Index: gcc/doc/extend.texi
===================================================================
--- gcc/doc/extend.texi	(revision 169419)
+++ gcc/doc/extend.texi	(working copy)
@@ -13649,9 +13649,9 @@  The C++ standard differs from the C stan
 volatile objects.  It fails to specify what constitutes a volatile
 access, except to say that C++ should behave in a similar manner to C
 with respect to volatiles, where possible.  However, the different
-lvalueness of expressions between C and C++ complicate the behaviour.
+lvalueness of expressions between C and C++ complicate the behavior.
 G++ behaves the same as GCC for volatile access, @xref{C
-Extensions,,Volatiles}, for a description of GCC's behaviour.
+Extensions,,Volatiles}, for a description of GCC's behavior.
 
 The C and C++ language specifications differ when an object is
 accessed in a void context:
@@ -13681,7 +13681,7 @@  possible to ignore the return value from
 references.  Again, if you wish to force a read, cast the reference to
 an rvalue.
 
-G++ implements the same behaviour as GCC does when assigning to a
+G++ implements the same behavior as GCC does when assigning to a
 volatile object -- there is no reread of the assigned-to object, the
 assigned rvalue is reused.  Note that in C++ assignment expressions
 are lvalues, and if used as an lvalue, the volatile object will be
Index: gcc/doc/invoke.texi
===================================================================
--- gcc/doc/invoke.texi	(revision 169419)
+++ gcc/doc/invoke.texi	(working copy)
@@ -7690,7 +7690,7 @@  This option enables the extraction of ob
 library archives.

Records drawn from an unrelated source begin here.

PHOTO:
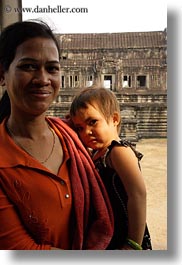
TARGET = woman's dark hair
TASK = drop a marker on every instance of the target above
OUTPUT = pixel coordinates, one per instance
(10, 38)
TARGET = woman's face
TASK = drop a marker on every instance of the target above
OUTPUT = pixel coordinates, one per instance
(33, 78)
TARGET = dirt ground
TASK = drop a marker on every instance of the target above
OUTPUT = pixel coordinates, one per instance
(154, 168)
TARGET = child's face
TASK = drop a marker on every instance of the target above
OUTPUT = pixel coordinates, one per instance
(93, 129)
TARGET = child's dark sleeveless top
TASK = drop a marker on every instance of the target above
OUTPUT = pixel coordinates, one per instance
(118, 195)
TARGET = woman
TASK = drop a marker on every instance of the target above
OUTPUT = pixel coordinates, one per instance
(51, 197)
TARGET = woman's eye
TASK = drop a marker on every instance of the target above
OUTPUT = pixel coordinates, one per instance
(79, 129)
(53, 69)
(92, 122)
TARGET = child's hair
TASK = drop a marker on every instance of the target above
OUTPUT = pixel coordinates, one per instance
(105, 100)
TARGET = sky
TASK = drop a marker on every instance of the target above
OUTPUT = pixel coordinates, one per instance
(101, 16)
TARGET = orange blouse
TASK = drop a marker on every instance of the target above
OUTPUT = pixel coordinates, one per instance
(35, 204)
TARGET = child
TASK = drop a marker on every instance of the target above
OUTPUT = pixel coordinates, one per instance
(95, 114)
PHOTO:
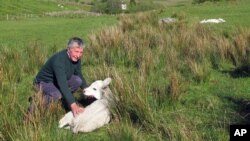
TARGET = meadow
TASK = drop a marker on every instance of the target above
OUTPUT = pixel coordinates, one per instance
(180, 81)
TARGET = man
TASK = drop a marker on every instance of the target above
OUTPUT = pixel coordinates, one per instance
(61, 75)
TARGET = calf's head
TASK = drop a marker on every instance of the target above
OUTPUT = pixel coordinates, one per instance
(96, 88)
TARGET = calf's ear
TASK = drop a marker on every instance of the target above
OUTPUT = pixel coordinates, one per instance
(106, 82)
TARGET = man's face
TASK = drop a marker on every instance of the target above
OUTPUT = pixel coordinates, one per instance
(75, 53)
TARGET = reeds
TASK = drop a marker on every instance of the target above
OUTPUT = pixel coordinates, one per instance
(162, 58)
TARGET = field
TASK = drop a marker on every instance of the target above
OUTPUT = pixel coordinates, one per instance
(180, 81)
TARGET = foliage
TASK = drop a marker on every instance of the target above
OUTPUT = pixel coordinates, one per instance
(177, 81)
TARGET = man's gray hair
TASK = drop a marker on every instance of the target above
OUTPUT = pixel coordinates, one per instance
(76, 40)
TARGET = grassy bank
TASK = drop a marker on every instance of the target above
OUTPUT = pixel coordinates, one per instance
(181, 81)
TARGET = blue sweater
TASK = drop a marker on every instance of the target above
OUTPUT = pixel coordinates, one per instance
(58, 69)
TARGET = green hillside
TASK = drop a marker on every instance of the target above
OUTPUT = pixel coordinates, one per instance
(182, 81)
(17, 7)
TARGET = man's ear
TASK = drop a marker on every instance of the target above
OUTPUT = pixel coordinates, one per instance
(106, 82)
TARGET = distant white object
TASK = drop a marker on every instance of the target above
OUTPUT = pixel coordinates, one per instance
(167, 20)
(219, 20)
(95, 115)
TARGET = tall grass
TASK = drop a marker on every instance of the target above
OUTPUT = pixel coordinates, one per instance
(168, 56)
(165, 77)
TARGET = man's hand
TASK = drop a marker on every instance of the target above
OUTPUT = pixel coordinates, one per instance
(76, 109)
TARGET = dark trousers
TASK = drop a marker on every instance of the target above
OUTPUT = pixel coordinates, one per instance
(51, 92)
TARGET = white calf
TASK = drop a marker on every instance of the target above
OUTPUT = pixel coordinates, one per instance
(96, 114)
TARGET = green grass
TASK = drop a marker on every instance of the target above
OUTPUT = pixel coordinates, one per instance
(161, 96)
(49, 31)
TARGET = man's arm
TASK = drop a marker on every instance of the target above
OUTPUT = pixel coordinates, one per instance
(78, 72)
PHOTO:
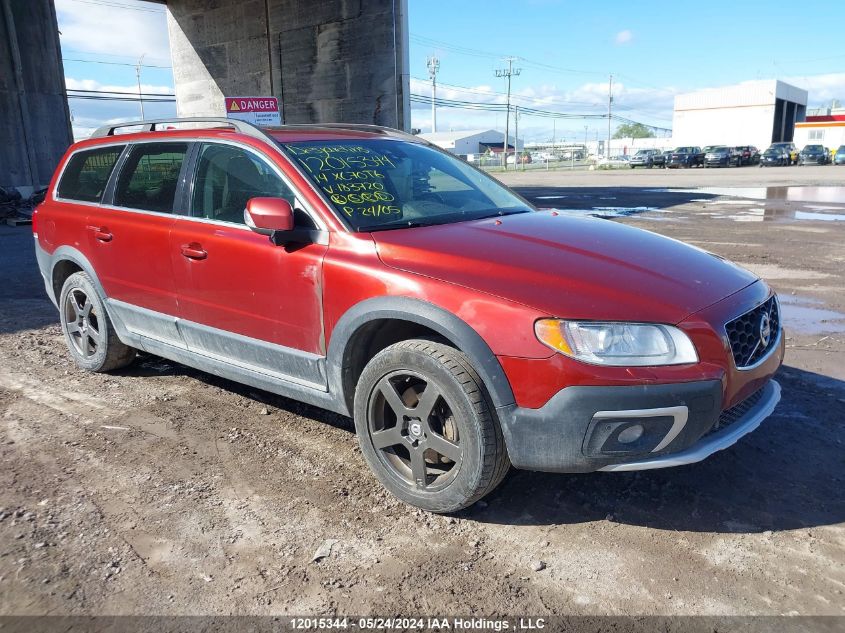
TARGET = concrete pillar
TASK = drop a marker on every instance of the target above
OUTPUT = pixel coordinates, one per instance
(35, 123)
(325, 60)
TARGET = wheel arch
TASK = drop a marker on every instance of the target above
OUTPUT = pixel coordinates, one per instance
(352, 342)
(65, 261)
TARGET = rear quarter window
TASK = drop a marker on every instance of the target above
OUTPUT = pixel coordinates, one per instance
(87, 174)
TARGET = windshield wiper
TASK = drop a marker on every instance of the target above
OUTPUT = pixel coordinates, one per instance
(405, 224)
(448, 219)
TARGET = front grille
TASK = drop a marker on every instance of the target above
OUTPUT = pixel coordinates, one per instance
(730, 416)
(746, 333)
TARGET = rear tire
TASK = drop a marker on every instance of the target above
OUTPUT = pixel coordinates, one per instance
(426, 428)
(88, 330)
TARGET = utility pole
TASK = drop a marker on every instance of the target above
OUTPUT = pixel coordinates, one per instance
(433, 65)
(609, 111)
(507, 73)
(586, 151)
(138, 76)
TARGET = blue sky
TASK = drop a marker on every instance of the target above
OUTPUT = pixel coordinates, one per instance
(567, 49)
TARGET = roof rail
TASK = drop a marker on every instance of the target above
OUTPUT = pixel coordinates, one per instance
(242, 127)
(369, 127)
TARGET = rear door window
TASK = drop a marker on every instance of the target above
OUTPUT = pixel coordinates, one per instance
(87, 174)
(150, 176)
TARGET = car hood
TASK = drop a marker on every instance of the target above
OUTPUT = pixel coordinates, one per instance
(565, 266)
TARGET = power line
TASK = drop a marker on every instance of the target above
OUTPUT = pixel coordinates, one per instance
(98, 61)
(535, 112)
(508, 72)
(120, 92)
(102, 98)
(99, 54)
(118, 5)
(492, 93)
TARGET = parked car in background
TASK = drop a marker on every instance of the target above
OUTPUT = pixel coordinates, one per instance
(749, 155)
(791, 151)
(775, 155)
(647, 158)
(722, 156)
(690, 156)
(462, 329)
(813, 154)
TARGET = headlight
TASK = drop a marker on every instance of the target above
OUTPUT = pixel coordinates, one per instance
(617, 344)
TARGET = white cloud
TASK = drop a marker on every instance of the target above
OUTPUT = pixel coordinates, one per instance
(93, 84)
(648, 105)
(108, 30)
(624, 37)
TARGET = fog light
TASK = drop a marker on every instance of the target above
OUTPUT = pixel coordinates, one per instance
(631, 434)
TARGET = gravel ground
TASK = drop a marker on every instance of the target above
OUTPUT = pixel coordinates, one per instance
(164, 490)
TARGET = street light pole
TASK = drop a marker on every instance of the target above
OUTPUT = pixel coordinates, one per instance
(138, 76)
(507, 73)
(433, 65)
(609, 112)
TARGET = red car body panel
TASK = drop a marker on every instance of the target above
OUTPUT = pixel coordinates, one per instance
(247, 286)
(568, 267)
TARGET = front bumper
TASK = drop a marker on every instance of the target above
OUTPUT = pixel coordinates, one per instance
(581, 429)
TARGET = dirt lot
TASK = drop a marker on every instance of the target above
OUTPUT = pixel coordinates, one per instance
(164, 490)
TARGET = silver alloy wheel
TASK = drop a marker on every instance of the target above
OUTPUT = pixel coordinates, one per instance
(414, 432)
(83, 323)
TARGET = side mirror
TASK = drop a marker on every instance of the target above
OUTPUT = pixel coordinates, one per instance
(268, 215)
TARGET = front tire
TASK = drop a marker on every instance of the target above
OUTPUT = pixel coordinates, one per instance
(88, 331)
(426, 428)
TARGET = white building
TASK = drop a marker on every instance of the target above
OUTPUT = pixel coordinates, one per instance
(751, 113)
(472, 142)
(826, 129)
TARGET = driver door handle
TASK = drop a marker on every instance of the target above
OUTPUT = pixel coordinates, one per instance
(101, 233)
(193, 251)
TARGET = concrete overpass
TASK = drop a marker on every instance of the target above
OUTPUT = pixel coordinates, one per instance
(325, 60)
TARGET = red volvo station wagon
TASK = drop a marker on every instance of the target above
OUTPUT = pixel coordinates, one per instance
(362, 270)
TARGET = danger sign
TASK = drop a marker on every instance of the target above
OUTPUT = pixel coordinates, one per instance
(255, 110)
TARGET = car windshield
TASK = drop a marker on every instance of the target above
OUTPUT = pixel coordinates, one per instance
(379, 184)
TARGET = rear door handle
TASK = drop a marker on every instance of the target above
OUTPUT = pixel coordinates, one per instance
(193, 251)
(101, 233)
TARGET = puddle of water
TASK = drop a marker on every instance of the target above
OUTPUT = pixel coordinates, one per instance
(611, 212)
(801, 315)
(828, 217)
(833, 194)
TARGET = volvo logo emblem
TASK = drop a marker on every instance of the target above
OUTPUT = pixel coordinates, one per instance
(765, 329)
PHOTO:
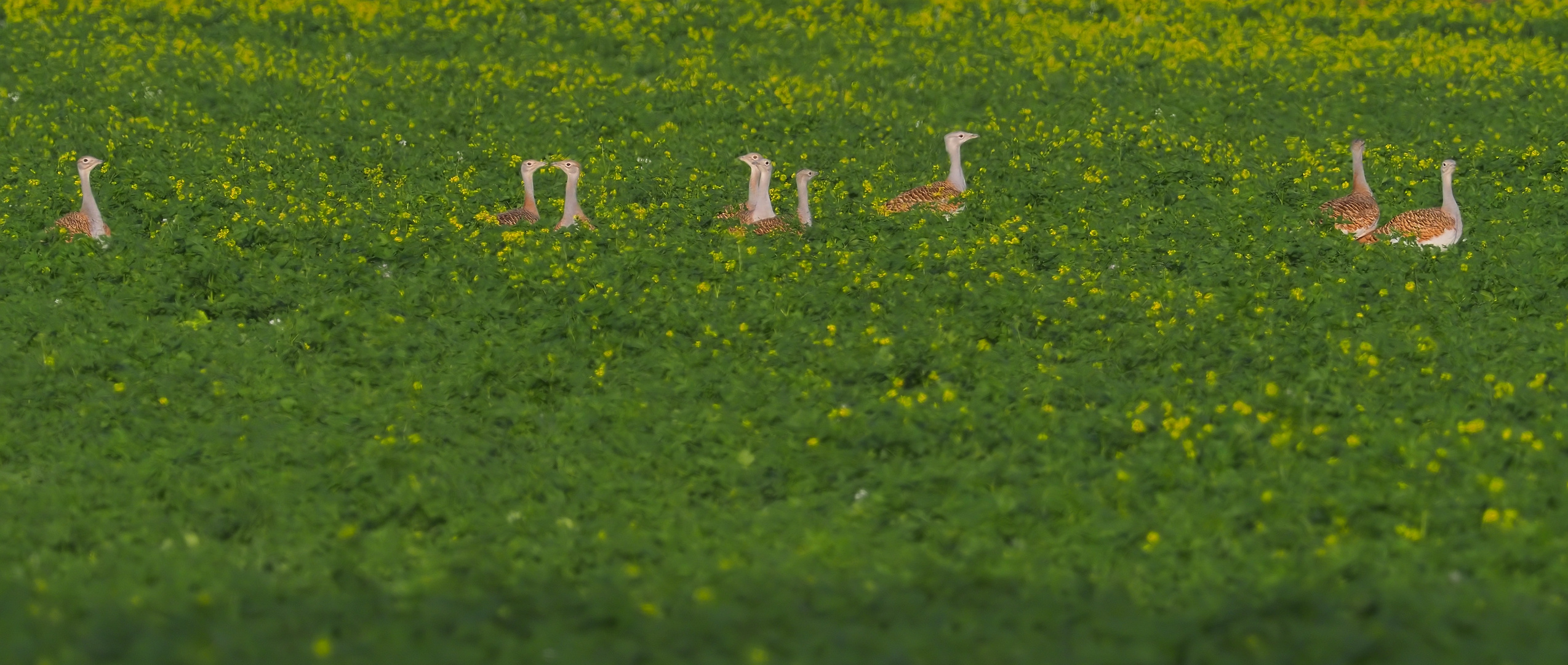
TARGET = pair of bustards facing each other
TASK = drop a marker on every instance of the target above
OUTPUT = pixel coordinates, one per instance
(758, 211)
(1358, 212)
(530, 211)
(758, 214)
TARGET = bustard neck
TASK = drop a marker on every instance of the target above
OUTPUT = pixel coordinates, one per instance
(90, 206)
(753, 198)
(571, 209)
(956, 170)
(764, 198)
(1449, 206)
(527, 187)
(1360, 173)
(803, 204)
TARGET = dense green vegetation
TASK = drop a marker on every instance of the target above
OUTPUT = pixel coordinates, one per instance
(1136, 403)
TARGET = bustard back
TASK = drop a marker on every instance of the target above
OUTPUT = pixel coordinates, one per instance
(938, 195)
(1440, 227)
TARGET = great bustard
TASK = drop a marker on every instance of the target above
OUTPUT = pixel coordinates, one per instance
(529, 211)
(938, 195)
(571, 211)
(1358, 211)
(742, 212)
(1440, 227)
(762, 219)
(88, 220)
(803, 204)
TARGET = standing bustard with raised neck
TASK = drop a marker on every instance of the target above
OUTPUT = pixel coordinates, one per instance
(803, 204)
(938, 195)
(529, 211)
(1357, 212)
(762, 217)
(571, 211)
(744, 211)
(1440, 227)
(88, 220)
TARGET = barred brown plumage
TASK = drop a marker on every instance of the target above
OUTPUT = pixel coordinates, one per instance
(529, 211)
(1440, 227)
(937, 195)
(1358, 209)
(88, 220)
(74, 223)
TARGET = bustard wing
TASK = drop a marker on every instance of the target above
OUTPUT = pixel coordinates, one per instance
(1358, 212)
(76, 223)
(519, 214)
(1424, 225)
(937, 195)
(736, 212)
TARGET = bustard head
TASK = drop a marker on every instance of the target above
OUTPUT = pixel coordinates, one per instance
(959, 139)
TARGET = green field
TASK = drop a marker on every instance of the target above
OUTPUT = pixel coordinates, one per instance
(1134, 405)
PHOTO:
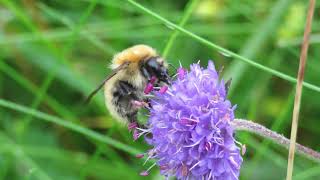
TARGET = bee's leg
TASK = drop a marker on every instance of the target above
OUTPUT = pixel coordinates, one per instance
(122, 98)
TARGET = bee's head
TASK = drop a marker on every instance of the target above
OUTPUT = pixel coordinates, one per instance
(155, 66)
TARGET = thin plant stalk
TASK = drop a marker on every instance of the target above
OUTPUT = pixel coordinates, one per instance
(297, 100)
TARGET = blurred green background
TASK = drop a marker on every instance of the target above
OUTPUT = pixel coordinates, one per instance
(54, 52)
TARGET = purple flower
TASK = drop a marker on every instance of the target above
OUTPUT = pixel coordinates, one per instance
(190, 126)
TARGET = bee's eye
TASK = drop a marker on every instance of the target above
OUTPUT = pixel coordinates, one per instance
(152, 67)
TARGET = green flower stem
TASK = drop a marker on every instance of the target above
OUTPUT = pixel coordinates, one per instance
(246, 125)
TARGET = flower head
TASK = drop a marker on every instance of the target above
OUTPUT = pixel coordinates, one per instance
(190, 126)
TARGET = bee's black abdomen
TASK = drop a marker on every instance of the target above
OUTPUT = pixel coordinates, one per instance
(123, 95)
(151, 67)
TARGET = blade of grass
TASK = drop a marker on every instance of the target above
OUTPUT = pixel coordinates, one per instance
(69, 125)
(88, 35)
(297, 100)
(187, 14)
(308, 173)
(52, 72)
(23, 158)
(256, 42)
(219, 48)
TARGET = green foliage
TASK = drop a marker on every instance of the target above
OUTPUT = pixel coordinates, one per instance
(53, 53)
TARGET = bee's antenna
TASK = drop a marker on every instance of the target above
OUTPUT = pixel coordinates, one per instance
(175, 68)
(114, 72)
(227, 85)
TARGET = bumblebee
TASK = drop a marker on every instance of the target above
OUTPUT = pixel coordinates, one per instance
(132, 70)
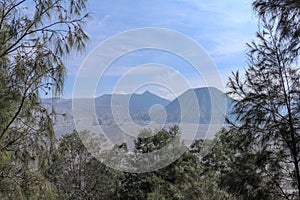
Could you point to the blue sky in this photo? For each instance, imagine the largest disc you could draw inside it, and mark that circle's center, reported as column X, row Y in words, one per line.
column 221, row 27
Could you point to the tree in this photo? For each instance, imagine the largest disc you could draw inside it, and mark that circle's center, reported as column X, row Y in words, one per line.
column 35, row 38
column 185, row 178
column 267, row 106
column 77, row 174
column 238, row 169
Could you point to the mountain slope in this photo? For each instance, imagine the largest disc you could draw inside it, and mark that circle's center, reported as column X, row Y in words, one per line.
column 207, row 104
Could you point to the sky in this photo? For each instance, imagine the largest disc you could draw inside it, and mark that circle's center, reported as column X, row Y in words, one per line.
column 220, row 27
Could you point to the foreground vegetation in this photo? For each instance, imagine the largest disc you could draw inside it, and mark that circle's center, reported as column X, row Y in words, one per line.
column 255, row 157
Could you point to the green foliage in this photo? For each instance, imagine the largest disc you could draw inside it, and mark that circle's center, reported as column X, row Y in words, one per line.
column 267, row 109
column 78, row 175
column 33, row 48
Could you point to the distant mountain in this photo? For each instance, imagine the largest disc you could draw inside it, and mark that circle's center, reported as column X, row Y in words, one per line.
column 192, row 104
column 138, row 104
column 213, row 105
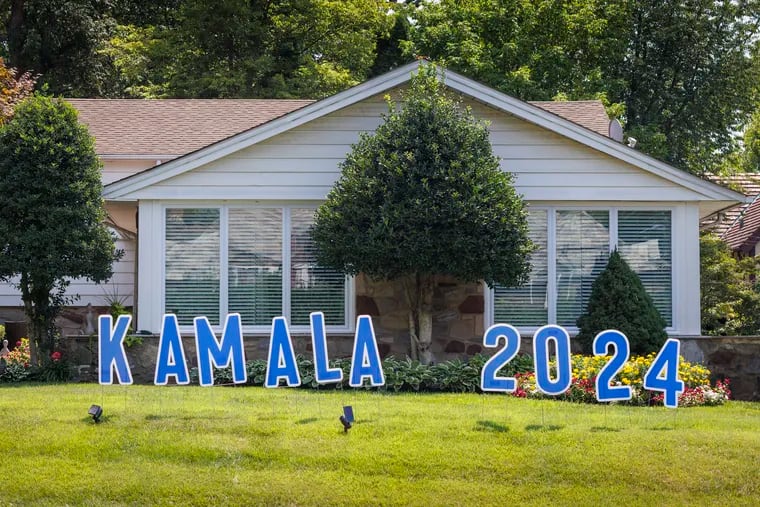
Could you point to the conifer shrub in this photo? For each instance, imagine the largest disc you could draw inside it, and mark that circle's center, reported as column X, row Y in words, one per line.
column 619, row 301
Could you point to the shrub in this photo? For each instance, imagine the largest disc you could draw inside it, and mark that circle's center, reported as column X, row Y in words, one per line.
column 619, row 301
column 17, row 365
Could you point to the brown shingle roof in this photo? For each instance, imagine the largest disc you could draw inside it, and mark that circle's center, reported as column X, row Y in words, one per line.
column 746, row 183
column 586, row 113
column 744, row 233
column 173, row 126
column 180, row 126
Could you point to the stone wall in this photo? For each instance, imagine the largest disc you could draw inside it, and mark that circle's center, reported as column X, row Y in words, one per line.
column 457, row 317
column 734, row 357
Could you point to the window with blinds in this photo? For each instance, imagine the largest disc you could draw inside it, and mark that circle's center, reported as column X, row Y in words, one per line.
column 581, row 240
column 644, row 241
column 255, row 264
column 267, row 259
column 528, row 305
column 192, row 283
column 583, row 249
column 312, row 287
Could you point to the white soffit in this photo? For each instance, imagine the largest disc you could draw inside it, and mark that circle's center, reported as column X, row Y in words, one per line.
column 129, row 188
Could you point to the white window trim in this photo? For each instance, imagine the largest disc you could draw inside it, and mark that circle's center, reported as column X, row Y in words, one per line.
column 551, row 244
column 350, row 286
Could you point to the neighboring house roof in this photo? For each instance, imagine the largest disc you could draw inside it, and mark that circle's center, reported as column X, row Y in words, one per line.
column 169, row 128
column 746, row 183
column 710, row 196
column 744, row 232
column 173, row 127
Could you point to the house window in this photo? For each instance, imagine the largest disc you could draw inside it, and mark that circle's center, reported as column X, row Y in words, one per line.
column 573, row 248
column 192, row 281
column 583, row 248
column 644, row 241
column 528, row 305
column 258, row 262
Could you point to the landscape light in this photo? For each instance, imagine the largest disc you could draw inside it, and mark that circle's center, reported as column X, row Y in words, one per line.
column 95, row 411
column 346, row 424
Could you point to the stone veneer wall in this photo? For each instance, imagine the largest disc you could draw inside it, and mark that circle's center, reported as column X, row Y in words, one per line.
column 734, row 357
column 457, row 317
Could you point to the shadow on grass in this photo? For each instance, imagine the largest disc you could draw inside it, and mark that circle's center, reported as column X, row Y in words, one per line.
column 543, row 427
column 602, row 429
column 490, row 426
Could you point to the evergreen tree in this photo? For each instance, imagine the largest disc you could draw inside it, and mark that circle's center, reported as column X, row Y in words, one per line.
column 620, row 301
column 51, row 220
column 425, row 196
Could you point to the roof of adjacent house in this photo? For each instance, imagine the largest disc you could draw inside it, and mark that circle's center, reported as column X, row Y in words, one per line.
column 744, row 232
column 726, row 224
column 174, row 127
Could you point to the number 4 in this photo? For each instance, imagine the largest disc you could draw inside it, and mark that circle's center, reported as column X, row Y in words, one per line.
column 663, row 374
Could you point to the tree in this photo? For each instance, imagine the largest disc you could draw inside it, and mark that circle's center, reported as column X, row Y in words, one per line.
column 51, row 220
column 690, row 74
column 619, row 301
column 729, row 296
column 424, row 196
column 61, row 41
column 14, row 87
column 531, row 50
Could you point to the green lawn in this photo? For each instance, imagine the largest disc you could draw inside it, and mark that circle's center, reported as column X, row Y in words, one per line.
column 251, row 446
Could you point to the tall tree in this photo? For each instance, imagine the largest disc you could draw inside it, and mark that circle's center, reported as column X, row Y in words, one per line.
column 534, row 50
column 690, row 76
column 424, row 196
column 265, row 48
column 51, row 220
column 61, row 41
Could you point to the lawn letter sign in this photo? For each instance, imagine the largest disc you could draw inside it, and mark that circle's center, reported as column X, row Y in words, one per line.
column 366, row 366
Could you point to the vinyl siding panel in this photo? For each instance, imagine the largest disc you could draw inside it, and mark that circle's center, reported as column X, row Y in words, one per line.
column 303, row 163
column 121, row 284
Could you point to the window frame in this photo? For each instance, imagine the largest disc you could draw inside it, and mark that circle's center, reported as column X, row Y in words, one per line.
column 551, row 245
column 349, row 302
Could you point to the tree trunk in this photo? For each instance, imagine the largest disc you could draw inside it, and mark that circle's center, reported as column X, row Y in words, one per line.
column 15, row 28
column 419, row 294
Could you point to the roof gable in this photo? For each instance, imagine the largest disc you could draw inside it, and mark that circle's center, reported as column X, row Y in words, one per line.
column 703, row 190
column 169, row 128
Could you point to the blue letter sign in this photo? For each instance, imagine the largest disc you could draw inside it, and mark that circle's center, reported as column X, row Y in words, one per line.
column 111, row 349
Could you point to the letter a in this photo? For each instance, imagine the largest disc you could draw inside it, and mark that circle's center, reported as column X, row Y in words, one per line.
column 366, row 358
column 171, row 361
column 281, row 361
column 322, row 372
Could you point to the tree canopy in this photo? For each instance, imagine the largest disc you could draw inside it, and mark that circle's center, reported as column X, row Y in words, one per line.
column 681, row 76
column 52, row 218
column 424, row 196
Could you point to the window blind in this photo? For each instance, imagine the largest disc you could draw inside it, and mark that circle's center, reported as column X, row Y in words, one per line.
column 255, row 264
column 644, row 241
column 528, row 305
column 192, row 285
column 312, row 287
column 583, row 249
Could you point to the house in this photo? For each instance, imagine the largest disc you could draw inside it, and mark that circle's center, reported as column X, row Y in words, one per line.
column 738, row 226
column 215, row 199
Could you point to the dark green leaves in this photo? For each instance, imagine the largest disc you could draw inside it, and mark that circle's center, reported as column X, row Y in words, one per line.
column 425, row 195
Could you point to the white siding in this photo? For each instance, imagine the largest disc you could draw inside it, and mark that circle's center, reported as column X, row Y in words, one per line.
column 121, row 284
column 303, row 163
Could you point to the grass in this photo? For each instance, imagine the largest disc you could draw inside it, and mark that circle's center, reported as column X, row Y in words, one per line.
column 252, row 446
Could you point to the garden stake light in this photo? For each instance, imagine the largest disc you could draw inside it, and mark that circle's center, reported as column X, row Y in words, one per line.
column 96, row 411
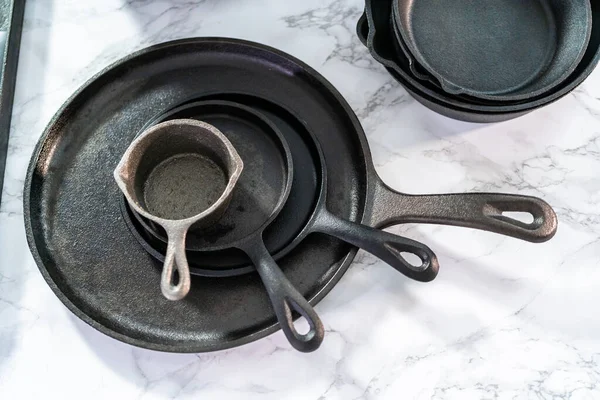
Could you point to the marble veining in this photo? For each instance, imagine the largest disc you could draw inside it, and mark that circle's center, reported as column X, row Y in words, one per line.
column 505, row 319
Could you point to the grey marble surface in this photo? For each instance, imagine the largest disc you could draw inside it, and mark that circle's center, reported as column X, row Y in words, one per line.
column 505, row 319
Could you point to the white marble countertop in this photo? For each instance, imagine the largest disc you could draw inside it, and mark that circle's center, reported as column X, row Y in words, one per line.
column 505, row 319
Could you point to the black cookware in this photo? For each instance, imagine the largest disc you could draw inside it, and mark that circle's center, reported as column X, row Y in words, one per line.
column 379, row 38
column 495, row 49
column 384, row 245
column 90, row 259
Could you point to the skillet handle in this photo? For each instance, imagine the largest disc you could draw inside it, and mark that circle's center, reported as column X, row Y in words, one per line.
column 285, row 298
column 484, row 211
column 386, row 246
column 175, row 260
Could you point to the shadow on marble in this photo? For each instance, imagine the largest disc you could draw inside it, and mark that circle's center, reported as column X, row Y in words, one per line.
column 15, row 316
column 16, row 264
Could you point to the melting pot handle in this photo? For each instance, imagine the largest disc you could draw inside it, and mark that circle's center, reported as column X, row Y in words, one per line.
column 175, row 260
column 285, row 298
column 484, row 211
column 386, row 246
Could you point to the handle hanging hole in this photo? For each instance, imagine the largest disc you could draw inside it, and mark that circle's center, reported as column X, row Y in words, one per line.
column 175, row 277
column 412, row 259
column 302, row 326
column 520, row 216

This improves the quality of optimization by exposing more
 code the the link time optimizer.  This information specify what symbols 
 can be accessed externally (by non-LTO object or during dynamic linking).
-Resulting code quality improvements on binaries (and shared libaries that do
+Resulting code quality improvements on binaries (and shared libraries that do
 use hidden visibility) is similar to @code{-fwhole-program}.  See
 @option{-flto} for a description on the effect of this flag and how to use it.